Tú haces precario el casto estado conyugal, y te burlas de las frentes de los más poderosos hombres: César y Pompeyo, Mahoma, Belisario, han ocupado mucho la pluma de la musa de la historia; sus vidas y fortunas fueron sumamente variadas, tales héroes el Tiempo no volverá a ver; sin embargo, a estos cuatro la misma suerte los une en tres cosas: todos fueron héroes, conquistadores y cornudos.
Tú haces filósofos; ahí están Epicuro y Aristipo, una banda materialista, ¡quienes con teorías bastante practicables pretenden atraernos a cursos inmorales! Si tan solo nos aseguraran contra el diablo, ¡qué agradable sería el viejo principio (no tan nuevo), 'Come, bebe y ama, ¿de qué sirve lo demás?' Así lo dijo el sabio real Sardanápalo.
Pero, ¡Juan! ¿había olvidado por completo a Julia? ¿Y debía haberla olvidado tan pronto? No puedo evitar decir que me parece, en verdad, una cuestión desconcertante; pero, sin duda, la luna hace estas cosas por nosotros, y siempre que surge una fuerte palpitación, es su regalo, de lo contrario, ¿cómo demonios es que los rostros nuevos tienen tal encanto para nosotros, pobres criaturas humanas?
Odio la inconstancia—la detesto, la aborrezco, la condeno, la abjuro en el mortal hecho de una arcilla tan voluble que en su pecho no puede asentarse ningún fundamento permanente; el amor, el amor constante, ha sido mi huésped constante, y sin embargo, anoche, estando en un baile de máscaras, vi a la criatura más hermosa, recién llegada de Milán, lo que me provocó algunas sensaciones propias de un villano.

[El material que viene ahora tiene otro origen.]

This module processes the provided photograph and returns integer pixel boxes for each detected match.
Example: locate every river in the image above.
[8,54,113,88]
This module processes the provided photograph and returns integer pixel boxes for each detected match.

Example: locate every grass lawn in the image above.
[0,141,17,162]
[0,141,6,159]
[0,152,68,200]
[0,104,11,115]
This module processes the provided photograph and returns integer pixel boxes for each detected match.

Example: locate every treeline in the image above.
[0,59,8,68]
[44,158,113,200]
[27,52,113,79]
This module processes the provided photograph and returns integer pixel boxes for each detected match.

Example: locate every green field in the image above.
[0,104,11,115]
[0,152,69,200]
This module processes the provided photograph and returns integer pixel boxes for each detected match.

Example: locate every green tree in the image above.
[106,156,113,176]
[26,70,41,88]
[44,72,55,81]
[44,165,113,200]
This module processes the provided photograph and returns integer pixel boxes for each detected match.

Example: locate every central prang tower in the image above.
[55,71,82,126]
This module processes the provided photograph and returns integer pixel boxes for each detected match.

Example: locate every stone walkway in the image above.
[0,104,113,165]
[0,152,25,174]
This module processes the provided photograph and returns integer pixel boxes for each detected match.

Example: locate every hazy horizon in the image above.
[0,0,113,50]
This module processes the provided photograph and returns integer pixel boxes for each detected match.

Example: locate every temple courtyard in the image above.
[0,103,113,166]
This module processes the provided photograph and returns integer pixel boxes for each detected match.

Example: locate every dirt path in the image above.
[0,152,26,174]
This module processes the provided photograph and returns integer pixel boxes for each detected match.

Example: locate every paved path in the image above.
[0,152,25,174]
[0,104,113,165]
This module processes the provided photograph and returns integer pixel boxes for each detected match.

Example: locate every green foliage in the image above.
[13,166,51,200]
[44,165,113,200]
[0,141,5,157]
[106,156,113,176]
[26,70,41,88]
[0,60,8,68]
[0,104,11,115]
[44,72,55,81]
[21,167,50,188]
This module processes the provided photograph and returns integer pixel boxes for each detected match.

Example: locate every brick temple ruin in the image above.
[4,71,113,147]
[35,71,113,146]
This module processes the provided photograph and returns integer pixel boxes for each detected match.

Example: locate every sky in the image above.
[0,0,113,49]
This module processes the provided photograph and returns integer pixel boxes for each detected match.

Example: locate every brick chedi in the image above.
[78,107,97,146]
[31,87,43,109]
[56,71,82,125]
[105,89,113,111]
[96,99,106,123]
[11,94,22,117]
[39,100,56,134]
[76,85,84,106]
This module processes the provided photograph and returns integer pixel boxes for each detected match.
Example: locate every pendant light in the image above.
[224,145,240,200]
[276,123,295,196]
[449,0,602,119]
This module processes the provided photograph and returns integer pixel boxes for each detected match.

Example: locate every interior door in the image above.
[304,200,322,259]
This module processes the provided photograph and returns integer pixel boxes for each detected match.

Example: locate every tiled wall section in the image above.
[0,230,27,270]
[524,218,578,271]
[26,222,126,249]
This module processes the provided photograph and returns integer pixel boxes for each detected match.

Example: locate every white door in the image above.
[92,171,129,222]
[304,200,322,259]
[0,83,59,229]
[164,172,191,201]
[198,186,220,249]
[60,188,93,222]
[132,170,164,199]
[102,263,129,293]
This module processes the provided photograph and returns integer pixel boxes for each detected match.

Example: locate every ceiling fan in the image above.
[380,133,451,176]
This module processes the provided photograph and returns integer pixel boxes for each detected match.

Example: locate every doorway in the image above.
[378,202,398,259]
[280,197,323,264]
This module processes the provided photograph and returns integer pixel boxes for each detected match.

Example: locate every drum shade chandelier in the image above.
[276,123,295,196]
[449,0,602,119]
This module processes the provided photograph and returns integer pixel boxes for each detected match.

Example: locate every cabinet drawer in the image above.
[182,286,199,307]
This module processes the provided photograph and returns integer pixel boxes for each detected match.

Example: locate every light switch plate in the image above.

Pero pronto la Filosofía vino en mi ayuda, y susurró: '¡Piensa en cada lazo sagrado!' 'Lo haré, querida Filosofía', respondí, 'pero entonces sus dientes, y luego, ¡oh, cielos!, sus ojos. Sólo averiguaré si es casada o doncella, o ninguna—por simple curiosidad.' '¡Detente!', gritó la Filosofía, con aire tan griego (aunque entonces iba enmascarada como una bella veneciana);
'¡Detente!', así que me detuve.—Pero para volver: eso que los hombres llaman inconstancia no es más que la admiración debida donde la naturaleza cubre con joven belleza a algún objeto favorecido; y así como en el nicho casi adoramos una hermosa estatua, este tipo de adoración por lo real no es sino una exaltación del 'bello ideal'.